- Episode no.: Season 11 Episode 5
- Directed by: Rashaad Ernesto Green
- Written by: Nancy Won
- Cinematography by: Serge Ladouceur
- Editing by: Nicole Baer
- Production code: 4X6255
- Original air date: November 4, 2015
- Running time: 42 minutes

Guest appearances
- Jared Gertner as Len; Tess Atkins as Sydney; Yasmeene Ball as Teenage Amara; Claude Knowlton as Detective Madsen; Tracey Power as Dawn Pinsky; Finn Wolfhard as Jordie Pinsky;

Episode chronology
| ← Previous "Baby" | Next → "Our Little World" |
- Supernatural season 11

= Thin Lizzie (Supernatural) =

"Thin Lizzie" is the 5th episode of the paranormal drama television series Supernaturals season 11, and the 223rd overall. The episode was written by Nancy Won and directed by Rashaad Ernesto Green. It was first broadcast on November 4, 2015 on The CW. In the episode, Sam and Dean Winchester investigate murders that were associated with Lizzie Borden.

The episode received positive reviews, with critics praising the new continuity between episodes.

==Plot==
A young couple is killed in a hotel that used to be the home of Lizzie Borden. Sam and Dean quickly find all the paranormal signs in the hotel are fakes for the tourists. However, one of the hotel owners is killed, along with a man a few miles away from the hotel whose murder was actually witnessed by Sydney, the babysitter of his son Jordie. Sam becomes suspicious when Dawn, the victim's wife and Jordie's mother, has an unemotional reaction to her husband's death.
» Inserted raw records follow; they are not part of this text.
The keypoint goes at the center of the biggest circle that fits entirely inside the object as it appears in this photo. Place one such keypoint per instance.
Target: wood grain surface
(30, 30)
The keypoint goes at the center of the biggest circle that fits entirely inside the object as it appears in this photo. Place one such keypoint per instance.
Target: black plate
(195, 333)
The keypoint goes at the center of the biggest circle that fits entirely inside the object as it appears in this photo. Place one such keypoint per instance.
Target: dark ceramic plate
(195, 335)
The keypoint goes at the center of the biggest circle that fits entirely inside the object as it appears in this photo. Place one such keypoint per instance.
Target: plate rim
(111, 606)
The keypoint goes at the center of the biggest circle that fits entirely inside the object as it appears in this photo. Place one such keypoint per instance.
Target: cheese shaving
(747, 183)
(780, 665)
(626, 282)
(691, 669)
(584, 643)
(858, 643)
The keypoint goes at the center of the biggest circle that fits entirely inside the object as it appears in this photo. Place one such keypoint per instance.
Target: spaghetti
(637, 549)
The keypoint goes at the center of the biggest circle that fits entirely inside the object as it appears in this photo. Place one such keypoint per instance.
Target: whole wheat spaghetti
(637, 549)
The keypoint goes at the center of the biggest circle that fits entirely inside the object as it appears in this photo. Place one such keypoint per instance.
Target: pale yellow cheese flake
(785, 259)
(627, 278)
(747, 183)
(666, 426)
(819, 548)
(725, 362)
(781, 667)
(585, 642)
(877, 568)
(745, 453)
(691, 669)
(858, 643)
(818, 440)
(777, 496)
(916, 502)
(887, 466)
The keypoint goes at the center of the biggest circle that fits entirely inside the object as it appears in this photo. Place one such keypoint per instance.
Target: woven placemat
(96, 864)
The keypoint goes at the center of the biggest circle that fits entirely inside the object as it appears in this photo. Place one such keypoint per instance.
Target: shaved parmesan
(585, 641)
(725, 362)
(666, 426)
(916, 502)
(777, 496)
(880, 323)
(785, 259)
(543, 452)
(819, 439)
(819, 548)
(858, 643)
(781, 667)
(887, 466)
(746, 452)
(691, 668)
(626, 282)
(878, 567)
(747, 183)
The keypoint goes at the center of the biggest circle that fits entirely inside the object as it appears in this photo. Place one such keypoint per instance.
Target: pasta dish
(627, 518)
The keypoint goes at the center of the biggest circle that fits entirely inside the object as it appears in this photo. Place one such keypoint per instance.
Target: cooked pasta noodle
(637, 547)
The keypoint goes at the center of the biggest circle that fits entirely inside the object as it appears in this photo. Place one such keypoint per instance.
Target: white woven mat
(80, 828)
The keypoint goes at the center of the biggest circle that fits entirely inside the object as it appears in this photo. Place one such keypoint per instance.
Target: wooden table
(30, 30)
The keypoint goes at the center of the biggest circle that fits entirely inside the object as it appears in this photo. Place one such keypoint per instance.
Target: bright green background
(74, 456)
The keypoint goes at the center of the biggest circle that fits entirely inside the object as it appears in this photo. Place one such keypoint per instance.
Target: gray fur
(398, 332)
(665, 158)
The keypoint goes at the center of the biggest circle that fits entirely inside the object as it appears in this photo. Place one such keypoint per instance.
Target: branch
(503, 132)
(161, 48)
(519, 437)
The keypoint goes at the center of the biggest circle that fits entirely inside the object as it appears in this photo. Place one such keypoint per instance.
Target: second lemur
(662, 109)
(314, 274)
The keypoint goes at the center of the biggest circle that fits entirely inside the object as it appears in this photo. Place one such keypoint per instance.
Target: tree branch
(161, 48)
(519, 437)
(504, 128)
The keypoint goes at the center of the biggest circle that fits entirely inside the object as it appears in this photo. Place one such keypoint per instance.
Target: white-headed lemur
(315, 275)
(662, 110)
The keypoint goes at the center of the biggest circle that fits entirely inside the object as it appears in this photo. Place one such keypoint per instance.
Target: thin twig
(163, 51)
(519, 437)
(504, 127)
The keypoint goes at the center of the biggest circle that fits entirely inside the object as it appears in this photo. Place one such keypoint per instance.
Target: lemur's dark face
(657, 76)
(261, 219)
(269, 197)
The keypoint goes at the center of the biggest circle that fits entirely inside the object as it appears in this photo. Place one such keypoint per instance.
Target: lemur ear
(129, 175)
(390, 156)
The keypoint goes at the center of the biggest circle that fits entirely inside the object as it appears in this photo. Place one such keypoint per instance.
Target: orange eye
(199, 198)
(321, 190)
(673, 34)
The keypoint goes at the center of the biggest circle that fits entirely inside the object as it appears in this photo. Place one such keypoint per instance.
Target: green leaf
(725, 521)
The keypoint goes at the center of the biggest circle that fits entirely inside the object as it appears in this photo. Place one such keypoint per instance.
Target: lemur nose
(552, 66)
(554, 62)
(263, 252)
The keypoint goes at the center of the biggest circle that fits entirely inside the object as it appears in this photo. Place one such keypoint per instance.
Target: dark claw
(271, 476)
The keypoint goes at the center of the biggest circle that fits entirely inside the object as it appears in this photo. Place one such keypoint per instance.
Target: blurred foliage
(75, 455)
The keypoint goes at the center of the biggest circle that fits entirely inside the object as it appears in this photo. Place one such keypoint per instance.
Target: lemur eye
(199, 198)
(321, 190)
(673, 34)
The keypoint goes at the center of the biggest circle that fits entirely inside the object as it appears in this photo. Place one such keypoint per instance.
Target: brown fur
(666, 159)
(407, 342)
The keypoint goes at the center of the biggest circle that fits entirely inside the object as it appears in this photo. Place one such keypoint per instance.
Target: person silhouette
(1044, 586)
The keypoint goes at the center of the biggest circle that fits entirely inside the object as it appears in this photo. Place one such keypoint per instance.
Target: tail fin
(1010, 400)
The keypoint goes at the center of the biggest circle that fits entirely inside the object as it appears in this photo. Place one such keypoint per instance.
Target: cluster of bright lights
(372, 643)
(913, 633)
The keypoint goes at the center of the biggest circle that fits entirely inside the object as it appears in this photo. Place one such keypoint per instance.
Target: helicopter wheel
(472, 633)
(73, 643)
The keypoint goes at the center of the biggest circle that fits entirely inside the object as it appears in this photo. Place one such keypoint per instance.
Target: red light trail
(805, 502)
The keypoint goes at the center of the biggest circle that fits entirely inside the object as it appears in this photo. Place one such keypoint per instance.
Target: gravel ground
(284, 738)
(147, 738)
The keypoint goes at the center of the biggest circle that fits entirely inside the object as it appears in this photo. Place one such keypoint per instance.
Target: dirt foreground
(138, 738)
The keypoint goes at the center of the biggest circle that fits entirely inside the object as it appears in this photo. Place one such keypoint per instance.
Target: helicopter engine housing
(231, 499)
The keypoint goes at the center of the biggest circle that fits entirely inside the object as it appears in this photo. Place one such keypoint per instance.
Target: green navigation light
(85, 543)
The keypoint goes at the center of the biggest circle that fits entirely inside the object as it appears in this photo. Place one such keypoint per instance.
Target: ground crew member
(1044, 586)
Dean meets Len (Jared Gertner) a Lizzie Borden fan who says he saw a girl named Amara wandering outside the hotel a few nights ago and he hasn't felt normal since he met her. Dean realizes Amara ate Len's soul. Suspecting Dawn to be soulless as well, the Winchesters track her down and find her and her lover dead in a house with Jordie tied up. Sydney captures the Winchesters explaining she also met Amara, who said she wanted to help Sydney. Sydney has felt blissful ever since her soul was taken, Amara helping her not care about her abusive childhood.

Sydney killed her enemies and Jordie's parents for being abusive and plans to offer the Winchesters to Amara as a gift. Len saves the Winchesters by killing Sydney. Len can feel himself turning darker the longer he is without a soul so he turns himself in for all the murders to stop himself. The Winchesters send Jordie to an aunt and are concerned about Amara growing stronger. Amara watches them as they leave promising to see Dean soon.

==Reception==
===Viewers===
The episode was watched by 1.64 million viewers with a 0.6/2 share among adults aged 18 to 49. This was a 20% decrease in viewership from the previous episode, which was watched by 2.04 million viewers. 0.6 percent of all households with televisions watched the episode, while 2 percent of all households watching television at that time watched it. Supernatural ranked as the second most watched program on The CW in the day, behind Arrow.

===Critical reviews===

"Thin Lizzie" received positive reviews from critics. Amy Ratcliffe of IGN gave the episode a "great" 8.1 out of 10 and wrote in her verdict, "'Thin Lizzie' showed another take on a soulless person and also showed how being soulless can bring peace to someone. It was a good lesson for the Winchesters and cool to see from an audience perspective. Aside from fleshing that out, the episode was entertaining -- the Lizzie Borden red herring was a smart touch – but the Darkness didn't come across as very threatening in her current incarnation."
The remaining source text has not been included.